Risks Relating to Return Characteristics
♦Risk of loss at maturity — The Notes differ from ordinary debt securities in that UBS will not necessarily repay the full principal amount of the Notes at maturity. If the Notes are not subject to an automatic call and the final level is less than the downside threshold, you will lose a percentage of your principal amount equal to the underlying return and in extreme situations, you could lose all of your initial investment.

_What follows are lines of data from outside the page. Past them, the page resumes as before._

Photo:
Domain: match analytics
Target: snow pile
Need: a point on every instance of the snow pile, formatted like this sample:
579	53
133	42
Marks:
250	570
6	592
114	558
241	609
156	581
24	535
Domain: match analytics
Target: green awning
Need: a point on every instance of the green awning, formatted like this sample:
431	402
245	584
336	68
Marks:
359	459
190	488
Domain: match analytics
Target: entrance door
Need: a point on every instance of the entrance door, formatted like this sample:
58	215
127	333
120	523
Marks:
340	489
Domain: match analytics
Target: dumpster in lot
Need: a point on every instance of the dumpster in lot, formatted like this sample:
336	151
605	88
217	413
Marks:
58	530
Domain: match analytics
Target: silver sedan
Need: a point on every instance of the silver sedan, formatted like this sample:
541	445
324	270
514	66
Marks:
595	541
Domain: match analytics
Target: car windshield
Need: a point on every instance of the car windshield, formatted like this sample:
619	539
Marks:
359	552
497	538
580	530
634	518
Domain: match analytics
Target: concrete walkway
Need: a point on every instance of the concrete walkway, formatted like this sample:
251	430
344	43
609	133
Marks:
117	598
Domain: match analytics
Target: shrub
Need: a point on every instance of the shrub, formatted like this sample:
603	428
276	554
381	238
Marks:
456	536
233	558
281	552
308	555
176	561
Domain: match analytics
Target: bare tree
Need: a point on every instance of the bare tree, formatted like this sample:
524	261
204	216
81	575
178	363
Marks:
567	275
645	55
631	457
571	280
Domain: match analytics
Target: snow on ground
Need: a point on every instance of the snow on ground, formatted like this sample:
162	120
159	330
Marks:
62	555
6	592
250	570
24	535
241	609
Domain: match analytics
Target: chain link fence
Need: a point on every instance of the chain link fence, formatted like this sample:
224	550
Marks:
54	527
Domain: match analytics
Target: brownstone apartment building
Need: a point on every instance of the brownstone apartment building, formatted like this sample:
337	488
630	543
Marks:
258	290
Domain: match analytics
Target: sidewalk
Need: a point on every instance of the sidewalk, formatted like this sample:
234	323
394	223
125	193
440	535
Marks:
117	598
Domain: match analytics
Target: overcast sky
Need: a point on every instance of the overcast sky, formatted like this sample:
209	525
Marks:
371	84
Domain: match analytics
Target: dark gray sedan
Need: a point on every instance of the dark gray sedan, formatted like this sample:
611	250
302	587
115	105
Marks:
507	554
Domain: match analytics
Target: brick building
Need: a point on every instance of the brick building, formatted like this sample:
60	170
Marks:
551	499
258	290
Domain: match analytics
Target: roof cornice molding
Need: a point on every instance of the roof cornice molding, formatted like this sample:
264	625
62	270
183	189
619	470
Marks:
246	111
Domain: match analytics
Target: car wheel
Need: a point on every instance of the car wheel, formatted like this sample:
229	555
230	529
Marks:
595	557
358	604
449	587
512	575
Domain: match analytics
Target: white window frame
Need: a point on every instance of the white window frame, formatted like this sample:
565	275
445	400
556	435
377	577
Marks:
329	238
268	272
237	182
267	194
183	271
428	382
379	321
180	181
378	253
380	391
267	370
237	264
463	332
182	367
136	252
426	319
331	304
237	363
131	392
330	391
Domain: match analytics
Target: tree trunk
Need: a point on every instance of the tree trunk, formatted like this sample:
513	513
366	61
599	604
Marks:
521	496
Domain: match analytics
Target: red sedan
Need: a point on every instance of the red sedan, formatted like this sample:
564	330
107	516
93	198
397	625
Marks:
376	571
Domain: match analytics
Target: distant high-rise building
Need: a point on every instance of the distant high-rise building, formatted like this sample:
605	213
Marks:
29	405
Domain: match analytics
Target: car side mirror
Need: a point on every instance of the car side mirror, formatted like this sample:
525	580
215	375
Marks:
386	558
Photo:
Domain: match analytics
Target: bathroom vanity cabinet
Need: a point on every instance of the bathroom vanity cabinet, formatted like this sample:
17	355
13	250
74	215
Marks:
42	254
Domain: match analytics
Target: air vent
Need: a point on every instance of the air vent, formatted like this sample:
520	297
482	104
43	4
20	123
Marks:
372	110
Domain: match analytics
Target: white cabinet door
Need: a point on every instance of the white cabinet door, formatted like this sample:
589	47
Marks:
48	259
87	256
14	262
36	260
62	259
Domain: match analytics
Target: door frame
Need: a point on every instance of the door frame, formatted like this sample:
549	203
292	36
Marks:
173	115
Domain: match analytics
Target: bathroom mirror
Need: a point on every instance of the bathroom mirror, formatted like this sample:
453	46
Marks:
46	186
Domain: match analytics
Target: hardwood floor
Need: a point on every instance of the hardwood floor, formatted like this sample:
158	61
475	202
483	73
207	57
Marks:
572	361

♦The stated payout from the issuer applies only if you hold your Notes to maturity
♦Your potential return on the Notes is limited to the coupon payments, you will not participate in any appreciation of the underlying asset and you will not receive dividend payments on the underlying asset or have the same rights as holders of the underlying asset
♦A higher coupon rate or lower downside threshold may reflect greater expected volatility of the underlying asset, and greater expected volatility generally indicates an increased risk of loss at maturity
♦The Notes may be subject to an automatic call and are subject to reinvestment risk
Risks Relating to Characteristics of the Underlying Asset
♦Single equity risk
♦There can be no assurance that the investment view implicit in the Notes will be successful
♦Limited trading history
♦There is no affiliation between the underlying asset issuer and UBS, and UBS is not responsible for any disclosure by such issuer
Estimated Value Considerations
♦The issue price you pay for the Notes will exceed their estimated initial value
♦The estimated initial value is a theoretical price; the actual price at which you may be able to sell your Notes in any secondary market (if any) at any time after the trade date may differ from the estimated initial value
♦Our actual profits may be greater or less than the differential between the estimated initial value and the issue price of the Notes as of the trade date
Risks Relating to Liquidity and Secondary Market Price Considerations
♦There may be little or no secondary market for the Notes
♦The price at which UBS Securities LLC and its affiliates may offer to buy the Notes in the secondary market (if any) may be greater than UBS’ valuation of the Notes at that time, greater than any other secondary market prices provided by unaffiliated dealers (if any) and, depending on your broker, greater than the valuation provided on your customer account statements
♦Economic and market factors affecting the terms and market price of Notes prior to maturity
♦Impact of fees and the use of internal funding rates rather than secondary market credit spreads on secondary market prices
Risks Relating to Hedging Activities and Conflicts of Interest
♦Potential conflicts of interest
♦Following certain events, the calculation agent can make adjustments to the underlying asset and the terms of the Notes that may adversely affect the market value of, and return on, the Notes
♦Potential UBS impact on price
♦Potentially inconsistent research, opinions or recommendations by UBS
Risks Relating to General Credit Characteristics
♦Credit risk of UBS
♦The Notes are not bank deposits
♦If UBS experiences financial difficulties, FINMA has the power to open restructuring or liquidation proceedings in respect of, and/or impose protective measures in relation to, UBS, which proceedings or measures may have a material adverse effect on the terms and market value of the Notes and/or the ability of UBS to make payments thereunder
Risks Relating to U.S. Federal Income Taxation
♦Uncertain tax treatment — Significant aspects of the tax treatment of the Notes are uncertain. You should consult your tax advisor about your tax situation. See “What Are the Tax Consequences of the Notes?” in the preliminary pricing supplement and “Material U.S. Federal Income Tax Consequences”, including the section “— Securities Treated as Investment Units Containing a Debt Instrument and a Put Option Contract”, in the accompanying product supplement.